Well, I have this to say about all those thats. If all of those things are true, how did this fatal incident ever occur?
It is simply inadequate, insufficient, and incorrect for CP to dispute the TSB's finding and NOT provide an alternative explanation for the cause of the incident.
Now, regarding those thats:
(1) Indeed. The train experienced a catastrophic brake system failure that required an emergency brake application, and no one thought to inspect the train to determine a cause? Without such an inspection and determination, that train should never have been programmed to proceed.
(2) Really? Then there is a glaring weakness in those training and qualification systems. See (1) above.
(3) The train brakes did not perform poorly? Then why the need for the emergency application? For the very same reason that the runaway occurred: sufficient brake cylinder pressure could not be maintained to control the train.
(3a) Really? Then we can expect many more train runaways if this train met all "industry standards." Or... maybe the required brake tests do not tell us everything the industry needs to know to set such standards. Maybe the required brake tests are measuring only brake cylinder travel, and not the actual retarding force being applied to the train wheels? You think that's a possibility?
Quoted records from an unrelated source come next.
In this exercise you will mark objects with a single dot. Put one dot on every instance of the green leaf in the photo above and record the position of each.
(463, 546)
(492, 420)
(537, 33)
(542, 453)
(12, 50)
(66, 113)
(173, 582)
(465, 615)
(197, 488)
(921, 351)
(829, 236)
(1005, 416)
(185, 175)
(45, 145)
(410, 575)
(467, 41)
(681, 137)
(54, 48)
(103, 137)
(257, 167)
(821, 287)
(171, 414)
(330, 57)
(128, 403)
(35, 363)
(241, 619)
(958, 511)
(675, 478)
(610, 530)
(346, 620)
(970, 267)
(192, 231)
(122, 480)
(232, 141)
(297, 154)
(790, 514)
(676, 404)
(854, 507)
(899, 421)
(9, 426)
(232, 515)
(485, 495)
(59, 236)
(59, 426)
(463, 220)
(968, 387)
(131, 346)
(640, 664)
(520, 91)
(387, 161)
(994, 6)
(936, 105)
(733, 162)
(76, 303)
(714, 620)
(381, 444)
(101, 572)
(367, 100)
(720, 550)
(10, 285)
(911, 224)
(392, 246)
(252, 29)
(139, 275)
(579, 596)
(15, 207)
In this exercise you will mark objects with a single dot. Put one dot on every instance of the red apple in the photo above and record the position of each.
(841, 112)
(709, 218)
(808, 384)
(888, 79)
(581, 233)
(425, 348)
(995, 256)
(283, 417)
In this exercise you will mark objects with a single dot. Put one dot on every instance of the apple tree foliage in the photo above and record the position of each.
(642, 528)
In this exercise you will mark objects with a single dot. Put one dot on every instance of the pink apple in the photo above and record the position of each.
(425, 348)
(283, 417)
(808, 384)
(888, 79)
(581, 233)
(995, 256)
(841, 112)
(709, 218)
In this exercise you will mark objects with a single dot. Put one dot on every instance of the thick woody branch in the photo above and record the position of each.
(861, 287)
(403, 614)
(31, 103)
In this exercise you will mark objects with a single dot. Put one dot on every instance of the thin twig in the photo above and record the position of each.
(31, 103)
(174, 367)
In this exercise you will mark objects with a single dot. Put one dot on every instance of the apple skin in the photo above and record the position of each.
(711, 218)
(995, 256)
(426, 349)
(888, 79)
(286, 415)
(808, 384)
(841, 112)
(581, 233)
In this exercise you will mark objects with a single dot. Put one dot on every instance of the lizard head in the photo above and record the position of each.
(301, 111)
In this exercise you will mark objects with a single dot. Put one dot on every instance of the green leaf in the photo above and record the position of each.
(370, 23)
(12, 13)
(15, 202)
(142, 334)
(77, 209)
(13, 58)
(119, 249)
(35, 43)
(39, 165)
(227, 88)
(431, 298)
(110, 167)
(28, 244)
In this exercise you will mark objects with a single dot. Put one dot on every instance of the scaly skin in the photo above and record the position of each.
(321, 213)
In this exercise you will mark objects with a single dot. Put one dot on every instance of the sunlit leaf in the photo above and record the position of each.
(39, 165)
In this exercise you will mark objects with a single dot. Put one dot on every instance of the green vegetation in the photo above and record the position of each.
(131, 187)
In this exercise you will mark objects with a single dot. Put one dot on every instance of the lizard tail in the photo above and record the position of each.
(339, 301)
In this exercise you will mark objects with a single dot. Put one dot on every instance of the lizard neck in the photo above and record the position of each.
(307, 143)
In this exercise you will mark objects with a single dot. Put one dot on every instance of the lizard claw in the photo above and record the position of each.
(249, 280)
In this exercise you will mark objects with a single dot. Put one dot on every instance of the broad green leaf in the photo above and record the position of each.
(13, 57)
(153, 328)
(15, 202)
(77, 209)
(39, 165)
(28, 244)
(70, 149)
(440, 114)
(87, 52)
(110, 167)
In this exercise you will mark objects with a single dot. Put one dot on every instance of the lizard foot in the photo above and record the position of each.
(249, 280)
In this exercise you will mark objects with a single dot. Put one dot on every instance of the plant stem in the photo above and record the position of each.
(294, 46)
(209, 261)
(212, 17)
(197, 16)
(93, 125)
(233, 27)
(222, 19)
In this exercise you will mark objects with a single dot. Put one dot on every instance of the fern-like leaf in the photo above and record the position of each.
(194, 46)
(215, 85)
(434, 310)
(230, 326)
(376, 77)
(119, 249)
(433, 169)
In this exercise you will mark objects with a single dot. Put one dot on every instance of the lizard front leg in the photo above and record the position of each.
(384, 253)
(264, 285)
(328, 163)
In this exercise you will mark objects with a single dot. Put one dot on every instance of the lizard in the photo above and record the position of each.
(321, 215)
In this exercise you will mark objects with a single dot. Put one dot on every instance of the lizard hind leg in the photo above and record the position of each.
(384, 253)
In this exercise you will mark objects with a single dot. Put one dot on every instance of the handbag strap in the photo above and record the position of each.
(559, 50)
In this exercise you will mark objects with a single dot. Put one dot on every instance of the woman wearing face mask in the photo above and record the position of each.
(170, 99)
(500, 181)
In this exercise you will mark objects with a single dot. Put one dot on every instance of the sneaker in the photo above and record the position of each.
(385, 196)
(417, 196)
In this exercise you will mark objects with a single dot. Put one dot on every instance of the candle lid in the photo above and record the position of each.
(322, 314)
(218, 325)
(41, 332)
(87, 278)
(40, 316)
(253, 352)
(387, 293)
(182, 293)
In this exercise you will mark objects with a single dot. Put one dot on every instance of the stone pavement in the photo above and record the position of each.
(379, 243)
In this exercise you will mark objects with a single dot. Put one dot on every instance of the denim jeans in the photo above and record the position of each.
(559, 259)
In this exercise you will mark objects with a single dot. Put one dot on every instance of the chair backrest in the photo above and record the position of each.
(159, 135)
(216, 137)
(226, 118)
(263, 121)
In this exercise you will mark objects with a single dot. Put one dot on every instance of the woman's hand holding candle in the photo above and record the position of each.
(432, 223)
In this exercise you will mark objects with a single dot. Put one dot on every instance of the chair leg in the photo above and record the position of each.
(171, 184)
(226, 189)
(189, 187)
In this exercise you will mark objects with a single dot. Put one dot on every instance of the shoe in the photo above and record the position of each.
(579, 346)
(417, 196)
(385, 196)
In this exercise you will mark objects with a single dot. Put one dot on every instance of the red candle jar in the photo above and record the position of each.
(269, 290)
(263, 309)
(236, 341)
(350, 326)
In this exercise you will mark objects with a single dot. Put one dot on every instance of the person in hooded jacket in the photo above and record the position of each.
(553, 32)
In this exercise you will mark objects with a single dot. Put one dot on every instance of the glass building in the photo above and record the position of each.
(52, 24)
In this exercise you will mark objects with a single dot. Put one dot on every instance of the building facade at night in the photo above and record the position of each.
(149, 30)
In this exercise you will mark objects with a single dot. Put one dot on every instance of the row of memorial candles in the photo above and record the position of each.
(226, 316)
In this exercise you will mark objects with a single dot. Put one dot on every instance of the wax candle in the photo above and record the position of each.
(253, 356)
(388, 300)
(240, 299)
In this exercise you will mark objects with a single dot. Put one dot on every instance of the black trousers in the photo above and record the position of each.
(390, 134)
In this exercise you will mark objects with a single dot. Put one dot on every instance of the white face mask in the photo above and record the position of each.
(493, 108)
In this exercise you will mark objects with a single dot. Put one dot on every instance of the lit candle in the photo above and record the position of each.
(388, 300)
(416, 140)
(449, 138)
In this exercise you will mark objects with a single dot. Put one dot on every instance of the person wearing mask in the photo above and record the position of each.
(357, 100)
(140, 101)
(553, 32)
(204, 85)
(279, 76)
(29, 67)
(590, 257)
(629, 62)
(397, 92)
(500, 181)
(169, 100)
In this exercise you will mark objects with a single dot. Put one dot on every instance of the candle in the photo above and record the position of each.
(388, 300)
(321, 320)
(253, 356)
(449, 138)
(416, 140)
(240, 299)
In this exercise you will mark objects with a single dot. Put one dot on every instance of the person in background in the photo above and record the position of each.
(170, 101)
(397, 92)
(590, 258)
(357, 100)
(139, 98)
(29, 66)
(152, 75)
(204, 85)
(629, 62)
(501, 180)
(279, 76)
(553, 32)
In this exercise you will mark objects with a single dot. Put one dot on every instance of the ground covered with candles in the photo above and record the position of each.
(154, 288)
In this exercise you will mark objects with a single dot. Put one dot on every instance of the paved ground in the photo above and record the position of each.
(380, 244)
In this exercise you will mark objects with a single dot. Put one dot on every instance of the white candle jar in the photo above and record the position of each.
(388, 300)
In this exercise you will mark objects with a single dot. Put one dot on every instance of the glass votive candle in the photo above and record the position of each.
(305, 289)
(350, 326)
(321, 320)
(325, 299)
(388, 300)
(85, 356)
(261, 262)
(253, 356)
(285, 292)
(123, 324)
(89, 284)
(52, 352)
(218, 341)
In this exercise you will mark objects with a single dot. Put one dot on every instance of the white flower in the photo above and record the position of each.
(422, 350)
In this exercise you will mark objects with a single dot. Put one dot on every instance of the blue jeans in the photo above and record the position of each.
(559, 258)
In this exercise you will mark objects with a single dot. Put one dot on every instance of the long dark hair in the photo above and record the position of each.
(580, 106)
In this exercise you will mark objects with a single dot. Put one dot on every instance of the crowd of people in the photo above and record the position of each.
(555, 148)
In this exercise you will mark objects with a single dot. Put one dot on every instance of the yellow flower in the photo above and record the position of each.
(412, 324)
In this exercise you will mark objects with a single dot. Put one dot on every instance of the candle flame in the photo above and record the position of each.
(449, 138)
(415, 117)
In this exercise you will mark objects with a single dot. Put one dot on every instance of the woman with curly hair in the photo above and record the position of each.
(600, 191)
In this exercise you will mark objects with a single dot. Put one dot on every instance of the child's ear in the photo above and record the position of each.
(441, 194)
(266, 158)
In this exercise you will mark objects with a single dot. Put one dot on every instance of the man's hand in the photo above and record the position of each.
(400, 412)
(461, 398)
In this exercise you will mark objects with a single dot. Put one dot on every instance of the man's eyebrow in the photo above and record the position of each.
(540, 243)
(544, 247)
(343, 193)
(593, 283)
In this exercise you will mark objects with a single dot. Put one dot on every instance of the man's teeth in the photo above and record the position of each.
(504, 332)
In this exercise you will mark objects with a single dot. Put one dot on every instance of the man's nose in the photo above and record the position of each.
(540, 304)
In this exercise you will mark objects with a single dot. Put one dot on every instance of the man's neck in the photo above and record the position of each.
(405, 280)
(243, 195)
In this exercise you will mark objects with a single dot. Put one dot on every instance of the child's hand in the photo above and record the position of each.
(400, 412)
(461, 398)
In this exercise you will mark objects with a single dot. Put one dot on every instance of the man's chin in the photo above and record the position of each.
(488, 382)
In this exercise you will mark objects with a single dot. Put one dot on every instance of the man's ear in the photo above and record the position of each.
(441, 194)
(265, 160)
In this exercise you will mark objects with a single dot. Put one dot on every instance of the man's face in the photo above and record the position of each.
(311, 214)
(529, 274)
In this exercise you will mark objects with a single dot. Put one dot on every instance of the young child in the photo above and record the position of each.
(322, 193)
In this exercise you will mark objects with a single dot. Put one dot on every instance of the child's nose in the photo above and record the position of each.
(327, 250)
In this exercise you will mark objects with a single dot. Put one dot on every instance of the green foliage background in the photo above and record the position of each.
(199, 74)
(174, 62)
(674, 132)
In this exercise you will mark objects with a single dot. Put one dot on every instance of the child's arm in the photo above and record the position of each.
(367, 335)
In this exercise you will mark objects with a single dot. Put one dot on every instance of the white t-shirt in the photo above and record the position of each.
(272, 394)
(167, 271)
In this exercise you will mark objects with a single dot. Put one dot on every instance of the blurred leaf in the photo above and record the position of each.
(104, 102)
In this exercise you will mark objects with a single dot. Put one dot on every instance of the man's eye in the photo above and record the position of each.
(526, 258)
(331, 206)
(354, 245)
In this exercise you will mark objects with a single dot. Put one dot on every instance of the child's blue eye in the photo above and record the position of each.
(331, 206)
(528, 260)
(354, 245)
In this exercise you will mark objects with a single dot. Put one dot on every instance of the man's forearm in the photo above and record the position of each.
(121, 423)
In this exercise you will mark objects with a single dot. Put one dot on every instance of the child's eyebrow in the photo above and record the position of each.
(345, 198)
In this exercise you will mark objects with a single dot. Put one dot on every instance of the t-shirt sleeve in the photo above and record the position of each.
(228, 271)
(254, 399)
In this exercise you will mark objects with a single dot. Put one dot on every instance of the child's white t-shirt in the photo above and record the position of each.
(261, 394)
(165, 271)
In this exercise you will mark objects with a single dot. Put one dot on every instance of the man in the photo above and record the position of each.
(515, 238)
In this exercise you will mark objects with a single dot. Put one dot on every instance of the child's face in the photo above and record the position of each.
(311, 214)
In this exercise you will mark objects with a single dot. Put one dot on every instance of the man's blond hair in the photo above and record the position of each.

(4) Really? TSB reports (item 2.8.3.3.1) that "for at least 3 winters before the occurrence, crew had filed hazard reports on this issue [poor braking performance of unit grain trains on Field Hill] regularly through the proper channels. Still year after year, the reports on the poor braking performance of unit grain trains on Field Hill were closed, no risk assessment was conducted and insufficient corrective action was taken."
(4a) Apparently, CP did not restrict train weight or train length for the extreme conditions that might be encountered in winter in Field Hill.
(4b) CP had installed wheel temperature detectors to identify "cold wheels" that would indicate ineffective braking. This data for 5 previous westbound grain trains showed a "high percentage" of ineffective brakes in the 2 cold days prior to the incident. The report states "CP was not analyzing these data and did not initiate any specific action or corrective measures."
(5 & 6) I have no doubt that CP believes it has a robust training program and a strong safety culture, but regardless of how robust and how strong these factors are there is a factor that is significantly more robust, more critical, and remains unaddressed, and that is train make-up. Was the make-up of train 301-349 such that the train's operating characteristics could not meet and satisfy the operating requirements for movement over Field Hill? Did the weight and length of the train impair the ability of a train crew to safely operate the train under extreme conditions?
Now personally, I think this is a question of critical relevance, perhaps the question of critical relevance as train make-ups grow in weight and length overtime. Are the operating characteristics such that the operating requirements cannot be satisfied?
Careful readers will note that in my previous post on this incident I was gob-smacked that nobody applied any hand brakes. Frightening, yes? Even more frightening however is the data developed by TSB that showed that there exist conditions when the number of hand brakes required to "hold" the train on the grade exceeded the number of cars in the consist.
That is one example of a train's operating characteristics failing to meet the operating requirement for safe train movement.
I was trained to never rely on the air brakes to hold a cut of cars on a grade. The industry needs to keep this in mind before (a) reducing crew sizes to a single person (b) building its trains.
We, our industry, need to find, develop, and standardize real measure and tests of braking effort; and then right-size trains for operating requirements, not operating ratios.